A group of banks, technology companies and hardware makers looking to improve upon the username-and-password login systems that keep getting hacked reached a pivotal point in the effort Tuesday.
The Fast Identity Online, or FIDO, Alliance announced that it finalized the technical rules that companies must follow to get new login systems running. Websites and apps could replace passwords altogether or combine traditional logins with a second less-likely-to-be-hacked element such as a USB key, fingerprint scanning or eye or voice recognition.
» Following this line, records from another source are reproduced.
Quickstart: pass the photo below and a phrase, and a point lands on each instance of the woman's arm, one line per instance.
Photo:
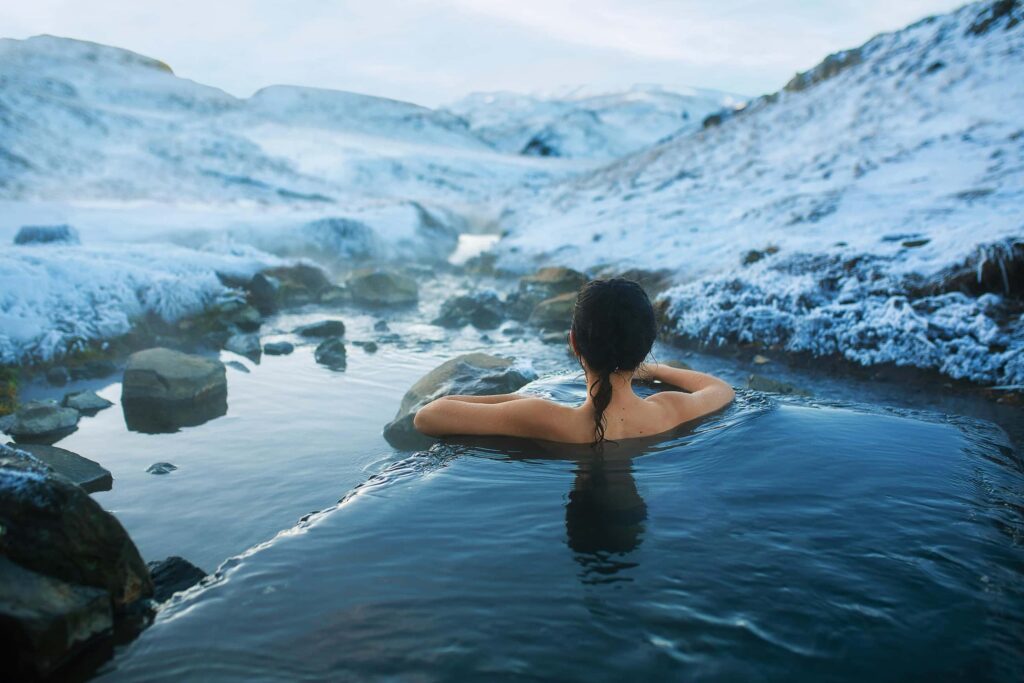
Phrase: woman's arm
(525, 416)
(707, 392)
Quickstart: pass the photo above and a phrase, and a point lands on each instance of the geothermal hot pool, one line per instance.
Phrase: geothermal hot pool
(809, 539)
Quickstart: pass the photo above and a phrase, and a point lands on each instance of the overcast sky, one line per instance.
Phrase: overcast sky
(433, 51)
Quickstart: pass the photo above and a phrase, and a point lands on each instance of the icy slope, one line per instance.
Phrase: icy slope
(586, 125)
(888, 178)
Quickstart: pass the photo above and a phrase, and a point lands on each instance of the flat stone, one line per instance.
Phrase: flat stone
(88, 474)
(322, 329)
(172, 575)
(382, 287)
(161, 468)
(43, 422)
(247, 345)
(50, 621)
(85, 401)
(279, 348)
(53, 527)
(332, 353)
(474, 374)
(554, 313)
Google has already begun allowing an $18 USB stick to be plugged in to log into a Gmail account, for instance. PayPal or Alipay users also can approve transactions by tapping the fingertip scanner on a Samsung Galaxy S5.
The idea is to make it so that there’s no central database a hacker could access to hijack accounts. The hacker would need to go through additional steps, hopefully making it far less worth the effort.
With the specifications set, the 150-member alliance expects a rush of companies to enhance login systems early next year.
“There should be a sudden explosion of deployments since there’s at least a dozen late-stage trials going into first half of 2015,” said Michael Barrett, the president of the alliance. “My expectation is a huge increase in FIDO-enabled websites and apps really will change the world.”
Other members of the alliance include Lenovo, MasterCard, Discover Financial Services, Visa, Alibaba and Bank of America.